Era tudo pose. O cabelo dramaticamente organizado em camadas que balançavam ao vento. A bolsa, réplica de marca famosa, carregava um telefone celular pré-pago, batom, lixa de unha e uns cacarequinhos bobos que de nada serviam além de dar volume ao couro - de seringueira - marrom.
O ônibus sacolejava e em igual sacolejo estavam sincronizados os cabelos e os badulaques dentro da bolsa. Não era necessário olhar raio-X para saber o que carregava a bolsa muito menos para saber o que estava dentro da cabeçazinha que sustentava as madeixas loiro-envelope.
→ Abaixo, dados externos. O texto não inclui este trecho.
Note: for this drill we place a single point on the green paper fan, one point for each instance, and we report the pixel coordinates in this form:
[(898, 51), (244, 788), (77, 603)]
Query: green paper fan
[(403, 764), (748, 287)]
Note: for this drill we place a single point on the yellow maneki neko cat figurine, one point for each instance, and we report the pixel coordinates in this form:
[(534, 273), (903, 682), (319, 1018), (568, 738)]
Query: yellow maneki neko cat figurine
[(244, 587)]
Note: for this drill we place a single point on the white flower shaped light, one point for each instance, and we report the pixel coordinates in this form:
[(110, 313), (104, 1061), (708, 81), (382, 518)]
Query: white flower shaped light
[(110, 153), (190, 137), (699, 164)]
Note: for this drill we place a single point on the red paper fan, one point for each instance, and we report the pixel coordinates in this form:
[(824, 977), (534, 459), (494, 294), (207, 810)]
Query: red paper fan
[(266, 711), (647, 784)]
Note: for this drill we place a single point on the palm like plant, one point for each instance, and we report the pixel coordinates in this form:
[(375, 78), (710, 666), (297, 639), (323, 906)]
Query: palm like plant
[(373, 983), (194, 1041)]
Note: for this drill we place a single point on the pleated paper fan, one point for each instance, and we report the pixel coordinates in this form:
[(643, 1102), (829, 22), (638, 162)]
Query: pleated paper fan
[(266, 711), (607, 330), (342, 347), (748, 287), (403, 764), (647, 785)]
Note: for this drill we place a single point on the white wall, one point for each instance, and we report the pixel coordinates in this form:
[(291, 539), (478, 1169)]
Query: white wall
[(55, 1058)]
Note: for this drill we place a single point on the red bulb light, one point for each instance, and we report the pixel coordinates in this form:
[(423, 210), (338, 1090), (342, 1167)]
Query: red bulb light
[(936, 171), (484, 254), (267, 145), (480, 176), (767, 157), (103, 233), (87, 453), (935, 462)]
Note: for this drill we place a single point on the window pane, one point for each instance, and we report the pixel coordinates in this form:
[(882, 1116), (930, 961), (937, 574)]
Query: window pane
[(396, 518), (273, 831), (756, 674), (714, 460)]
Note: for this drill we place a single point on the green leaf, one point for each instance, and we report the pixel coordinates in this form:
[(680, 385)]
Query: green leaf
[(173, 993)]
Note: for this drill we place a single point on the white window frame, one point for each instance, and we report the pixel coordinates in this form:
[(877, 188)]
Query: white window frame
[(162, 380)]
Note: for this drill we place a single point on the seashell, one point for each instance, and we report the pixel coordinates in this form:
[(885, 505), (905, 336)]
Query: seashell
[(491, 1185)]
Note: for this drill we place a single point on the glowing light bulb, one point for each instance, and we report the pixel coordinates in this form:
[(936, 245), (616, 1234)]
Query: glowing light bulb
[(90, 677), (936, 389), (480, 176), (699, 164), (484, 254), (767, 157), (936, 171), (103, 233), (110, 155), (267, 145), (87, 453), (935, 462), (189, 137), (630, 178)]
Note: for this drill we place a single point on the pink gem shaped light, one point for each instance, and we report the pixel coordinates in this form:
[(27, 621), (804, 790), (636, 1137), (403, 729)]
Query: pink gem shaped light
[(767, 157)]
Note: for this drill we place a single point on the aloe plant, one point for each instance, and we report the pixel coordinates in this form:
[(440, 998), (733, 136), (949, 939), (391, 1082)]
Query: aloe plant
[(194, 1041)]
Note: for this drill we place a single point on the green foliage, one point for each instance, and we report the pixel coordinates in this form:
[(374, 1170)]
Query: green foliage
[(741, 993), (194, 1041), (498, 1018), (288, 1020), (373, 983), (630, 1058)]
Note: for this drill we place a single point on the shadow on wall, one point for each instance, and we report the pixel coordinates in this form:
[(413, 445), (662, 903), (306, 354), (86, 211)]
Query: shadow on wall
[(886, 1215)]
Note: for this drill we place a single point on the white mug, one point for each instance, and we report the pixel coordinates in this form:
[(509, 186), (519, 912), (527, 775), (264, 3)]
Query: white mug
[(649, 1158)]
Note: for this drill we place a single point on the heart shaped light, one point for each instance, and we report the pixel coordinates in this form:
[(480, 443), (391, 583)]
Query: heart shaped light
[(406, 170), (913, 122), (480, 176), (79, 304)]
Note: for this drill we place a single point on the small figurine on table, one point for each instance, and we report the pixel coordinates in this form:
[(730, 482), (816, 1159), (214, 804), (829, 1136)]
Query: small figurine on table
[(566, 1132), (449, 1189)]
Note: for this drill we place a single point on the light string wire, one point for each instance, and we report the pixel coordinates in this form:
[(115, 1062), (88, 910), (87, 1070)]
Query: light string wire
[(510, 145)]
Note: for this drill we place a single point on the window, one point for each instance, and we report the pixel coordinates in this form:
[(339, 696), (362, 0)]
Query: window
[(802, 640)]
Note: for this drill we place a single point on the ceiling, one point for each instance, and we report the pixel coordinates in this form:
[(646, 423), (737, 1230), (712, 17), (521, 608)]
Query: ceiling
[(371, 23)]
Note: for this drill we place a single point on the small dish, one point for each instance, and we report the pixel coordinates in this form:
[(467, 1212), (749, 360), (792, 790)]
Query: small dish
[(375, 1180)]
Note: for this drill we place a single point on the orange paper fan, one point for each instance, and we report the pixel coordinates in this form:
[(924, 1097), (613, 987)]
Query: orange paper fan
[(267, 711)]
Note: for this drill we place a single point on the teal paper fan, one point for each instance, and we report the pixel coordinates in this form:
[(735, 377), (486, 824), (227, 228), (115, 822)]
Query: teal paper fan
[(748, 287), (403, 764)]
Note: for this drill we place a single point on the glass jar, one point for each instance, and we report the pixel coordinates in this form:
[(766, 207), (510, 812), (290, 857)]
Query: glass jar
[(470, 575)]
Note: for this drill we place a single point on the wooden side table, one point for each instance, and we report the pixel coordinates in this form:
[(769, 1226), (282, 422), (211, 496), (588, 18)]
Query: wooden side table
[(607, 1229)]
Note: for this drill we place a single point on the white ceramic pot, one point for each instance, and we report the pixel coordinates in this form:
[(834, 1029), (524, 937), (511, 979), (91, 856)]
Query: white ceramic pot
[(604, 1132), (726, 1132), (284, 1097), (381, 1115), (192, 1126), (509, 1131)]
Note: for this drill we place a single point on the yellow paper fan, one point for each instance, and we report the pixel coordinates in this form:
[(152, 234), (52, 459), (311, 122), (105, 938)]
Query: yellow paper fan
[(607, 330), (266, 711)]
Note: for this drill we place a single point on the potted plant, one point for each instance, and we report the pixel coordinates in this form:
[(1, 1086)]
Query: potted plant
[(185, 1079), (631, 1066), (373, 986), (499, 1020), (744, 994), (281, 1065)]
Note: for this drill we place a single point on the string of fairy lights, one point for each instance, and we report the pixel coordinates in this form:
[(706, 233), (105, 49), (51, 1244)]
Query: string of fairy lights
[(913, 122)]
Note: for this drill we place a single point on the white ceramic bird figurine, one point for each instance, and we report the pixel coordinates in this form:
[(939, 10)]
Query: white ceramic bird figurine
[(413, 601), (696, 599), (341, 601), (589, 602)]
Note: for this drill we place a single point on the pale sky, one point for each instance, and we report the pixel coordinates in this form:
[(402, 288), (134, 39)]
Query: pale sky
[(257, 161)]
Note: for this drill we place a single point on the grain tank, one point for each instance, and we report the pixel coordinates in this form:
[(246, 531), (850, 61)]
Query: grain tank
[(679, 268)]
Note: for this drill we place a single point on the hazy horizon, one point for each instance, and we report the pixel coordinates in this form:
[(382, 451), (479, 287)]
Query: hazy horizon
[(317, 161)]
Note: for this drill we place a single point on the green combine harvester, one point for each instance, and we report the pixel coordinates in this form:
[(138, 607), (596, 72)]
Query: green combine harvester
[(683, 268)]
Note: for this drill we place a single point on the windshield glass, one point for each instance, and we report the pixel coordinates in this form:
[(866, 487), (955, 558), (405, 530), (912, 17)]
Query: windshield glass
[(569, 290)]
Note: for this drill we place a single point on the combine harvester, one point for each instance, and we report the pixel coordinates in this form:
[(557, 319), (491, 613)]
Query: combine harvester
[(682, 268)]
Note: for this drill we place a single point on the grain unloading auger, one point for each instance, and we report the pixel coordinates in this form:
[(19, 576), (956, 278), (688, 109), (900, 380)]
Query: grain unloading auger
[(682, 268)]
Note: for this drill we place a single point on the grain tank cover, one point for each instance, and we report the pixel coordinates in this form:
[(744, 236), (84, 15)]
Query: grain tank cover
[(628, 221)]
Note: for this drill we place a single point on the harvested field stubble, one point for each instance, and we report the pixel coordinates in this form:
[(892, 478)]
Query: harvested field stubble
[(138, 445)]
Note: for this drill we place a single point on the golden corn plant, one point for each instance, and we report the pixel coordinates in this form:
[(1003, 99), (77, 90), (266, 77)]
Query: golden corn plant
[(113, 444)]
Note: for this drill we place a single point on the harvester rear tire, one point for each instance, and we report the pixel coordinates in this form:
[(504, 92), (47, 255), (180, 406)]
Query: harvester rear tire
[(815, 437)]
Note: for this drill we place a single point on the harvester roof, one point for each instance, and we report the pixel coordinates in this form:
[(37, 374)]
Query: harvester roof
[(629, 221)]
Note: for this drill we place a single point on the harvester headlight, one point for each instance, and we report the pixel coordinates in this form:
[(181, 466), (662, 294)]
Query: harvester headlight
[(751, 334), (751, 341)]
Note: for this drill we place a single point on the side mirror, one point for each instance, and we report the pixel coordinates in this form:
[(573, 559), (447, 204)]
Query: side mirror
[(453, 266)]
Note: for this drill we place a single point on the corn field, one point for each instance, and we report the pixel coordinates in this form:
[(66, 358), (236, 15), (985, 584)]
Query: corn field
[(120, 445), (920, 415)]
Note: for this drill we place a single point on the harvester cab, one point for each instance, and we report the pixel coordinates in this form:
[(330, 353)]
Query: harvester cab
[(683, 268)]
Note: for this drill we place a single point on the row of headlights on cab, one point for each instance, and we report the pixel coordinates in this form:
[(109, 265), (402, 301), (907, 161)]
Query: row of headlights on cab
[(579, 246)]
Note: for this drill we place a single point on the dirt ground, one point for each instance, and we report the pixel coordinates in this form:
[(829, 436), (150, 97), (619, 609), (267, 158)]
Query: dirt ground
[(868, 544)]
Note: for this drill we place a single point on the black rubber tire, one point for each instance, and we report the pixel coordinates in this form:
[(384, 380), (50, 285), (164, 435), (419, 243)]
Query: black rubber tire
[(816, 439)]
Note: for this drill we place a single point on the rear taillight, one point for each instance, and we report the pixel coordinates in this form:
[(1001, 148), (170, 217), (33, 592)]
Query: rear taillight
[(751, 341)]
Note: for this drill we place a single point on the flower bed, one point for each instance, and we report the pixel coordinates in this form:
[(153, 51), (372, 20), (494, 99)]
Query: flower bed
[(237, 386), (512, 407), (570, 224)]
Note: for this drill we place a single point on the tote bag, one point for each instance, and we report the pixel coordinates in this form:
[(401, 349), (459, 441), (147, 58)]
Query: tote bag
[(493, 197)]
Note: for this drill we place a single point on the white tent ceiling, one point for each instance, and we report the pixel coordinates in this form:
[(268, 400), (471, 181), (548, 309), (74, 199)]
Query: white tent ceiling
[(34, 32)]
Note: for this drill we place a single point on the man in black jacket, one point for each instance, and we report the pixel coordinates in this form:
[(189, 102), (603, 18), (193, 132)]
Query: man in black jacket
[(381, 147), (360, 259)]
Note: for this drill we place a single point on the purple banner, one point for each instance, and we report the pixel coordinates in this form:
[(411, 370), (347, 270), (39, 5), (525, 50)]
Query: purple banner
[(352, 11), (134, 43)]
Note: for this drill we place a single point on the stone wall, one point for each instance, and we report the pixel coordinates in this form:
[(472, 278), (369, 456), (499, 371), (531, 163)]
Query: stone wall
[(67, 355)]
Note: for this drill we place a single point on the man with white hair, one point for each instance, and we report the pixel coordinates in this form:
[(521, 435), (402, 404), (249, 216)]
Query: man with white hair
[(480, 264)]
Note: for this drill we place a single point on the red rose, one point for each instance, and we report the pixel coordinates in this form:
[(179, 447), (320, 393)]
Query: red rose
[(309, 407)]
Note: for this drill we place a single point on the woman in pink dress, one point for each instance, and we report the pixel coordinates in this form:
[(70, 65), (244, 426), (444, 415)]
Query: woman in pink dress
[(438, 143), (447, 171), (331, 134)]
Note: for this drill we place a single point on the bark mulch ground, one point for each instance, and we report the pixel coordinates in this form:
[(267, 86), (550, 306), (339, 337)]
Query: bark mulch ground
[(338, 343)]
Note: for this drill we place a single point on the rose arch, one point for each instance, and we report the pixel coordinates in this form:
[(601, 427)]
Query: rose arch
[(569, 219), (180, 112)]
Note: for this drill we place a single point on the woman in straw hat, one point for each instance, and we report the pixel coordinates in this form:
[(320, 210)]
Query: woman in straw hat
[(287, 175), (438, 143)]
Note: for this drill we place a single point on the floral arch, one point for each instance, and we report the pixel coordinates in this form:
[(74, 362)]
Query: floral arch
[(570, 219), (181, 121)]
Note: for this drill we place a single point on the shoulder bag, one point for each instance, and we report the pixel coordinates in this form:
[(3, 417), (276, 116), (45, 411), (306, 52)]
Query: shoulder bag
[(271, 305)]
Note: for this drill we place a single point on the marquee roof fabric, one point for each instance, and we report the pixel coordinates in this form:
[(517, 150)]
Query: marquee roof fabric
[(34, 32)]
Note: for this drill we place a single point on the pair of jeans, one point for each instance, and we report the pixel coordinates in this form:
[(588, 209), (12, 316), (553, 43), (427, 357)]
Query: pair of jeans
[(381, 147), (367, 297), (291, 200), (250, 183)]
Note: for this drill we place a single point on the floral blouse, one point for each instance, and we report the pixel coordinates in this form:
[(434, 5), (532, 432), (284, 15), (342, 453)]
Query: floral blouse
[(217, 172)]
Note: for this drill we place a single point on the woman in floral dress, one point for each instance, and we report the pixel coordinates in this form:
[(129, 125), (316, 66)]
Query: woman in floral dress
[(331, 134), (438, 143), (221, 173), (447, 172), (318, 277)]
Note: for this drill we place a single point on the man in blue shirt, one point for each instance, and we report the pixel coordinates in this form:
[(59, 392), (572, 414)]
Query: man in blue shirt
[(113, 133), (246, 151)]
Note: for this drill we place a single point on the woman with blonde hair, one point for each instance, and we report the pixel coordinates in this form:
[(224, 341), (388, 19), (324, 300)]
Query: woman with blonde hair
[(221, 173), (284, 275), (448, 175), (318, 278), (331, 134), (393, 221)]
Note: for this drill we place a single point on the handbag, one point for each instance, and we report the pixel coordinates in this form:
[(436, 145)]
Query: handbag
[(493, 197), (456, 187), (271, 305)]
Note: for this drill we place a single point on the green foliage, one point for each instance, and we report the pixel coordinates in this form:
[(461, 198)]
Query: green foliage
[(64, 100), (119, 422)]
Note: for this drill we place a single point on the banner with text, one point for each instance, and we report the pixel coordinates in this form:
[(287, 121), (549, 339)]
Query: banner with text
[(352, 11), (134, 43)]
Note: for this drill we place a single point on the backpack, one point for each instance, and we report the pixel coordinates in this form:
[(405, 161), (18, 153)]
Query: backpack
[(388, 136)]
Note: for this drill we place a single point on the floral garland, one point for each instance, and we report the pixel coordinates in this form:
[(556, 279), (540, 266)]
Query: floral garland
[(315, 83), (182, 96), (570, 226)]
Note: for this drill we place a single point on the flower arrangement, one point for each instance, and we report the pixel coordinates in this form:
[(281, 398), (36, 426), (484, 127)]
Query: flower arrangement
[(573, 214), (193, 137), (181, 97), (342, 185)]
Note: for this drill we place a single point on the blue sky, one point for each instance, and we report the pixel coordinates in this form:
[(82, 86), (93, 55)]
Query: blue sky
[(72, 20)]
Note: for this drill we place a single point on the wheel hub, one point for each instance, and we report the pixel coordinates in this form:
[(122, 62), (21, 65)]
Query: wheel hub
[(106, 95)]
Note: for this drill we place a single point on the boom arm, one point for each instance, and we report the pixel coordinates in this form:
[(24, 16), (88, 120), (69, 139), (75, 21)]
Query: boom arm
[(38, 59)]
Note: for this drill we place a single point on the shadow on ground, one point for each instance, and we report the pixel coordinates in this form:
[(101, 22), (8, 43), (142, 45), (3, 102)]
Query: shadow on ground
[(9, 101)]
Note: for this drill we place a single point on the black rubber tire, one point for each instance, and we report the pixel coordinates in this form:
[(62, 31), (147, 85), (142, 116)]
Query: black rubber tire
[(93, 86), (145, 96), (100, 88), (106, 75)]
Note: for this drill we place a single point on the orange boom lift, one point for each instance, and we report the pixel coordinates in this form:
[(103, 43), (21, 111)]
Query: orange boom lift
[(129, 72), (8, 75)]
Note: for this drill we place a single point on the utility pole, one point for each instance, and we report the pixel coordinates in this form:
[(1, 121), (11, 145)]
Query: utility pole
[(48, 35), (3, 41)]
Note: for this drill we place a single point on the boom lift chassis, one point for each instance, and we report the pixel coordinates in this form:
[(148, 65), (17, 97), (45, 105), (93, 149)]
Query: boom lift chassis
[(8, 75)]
Desceu do ônibus e num salto cuja sustentação humana seria impossível em condições normais e, atravessou, fora da faixa, a avenida tão comprida quanto uma belém-brasília da vida.
Do nada veio uma van-kombi-perua e atingiu os saltos, os cabelos e a bolsa; saltos e bolsa foram atirados ao longe e os cabelos caíam lentamente e balançados por um zéfiro. Em menos de vinte e oito segundos uma multidão estava ao redor da cena do acidente.
A moça levantou, disse estar tudo bem, conferiu as unhas exageradamente polidas e vermelhas, retocou o batom e terminou de atravessar a avenida. Nada sofreu de grave além de um corte superficial na testa perfeitamente curável com band-aid e mercúrio cromo. Era tudo pose.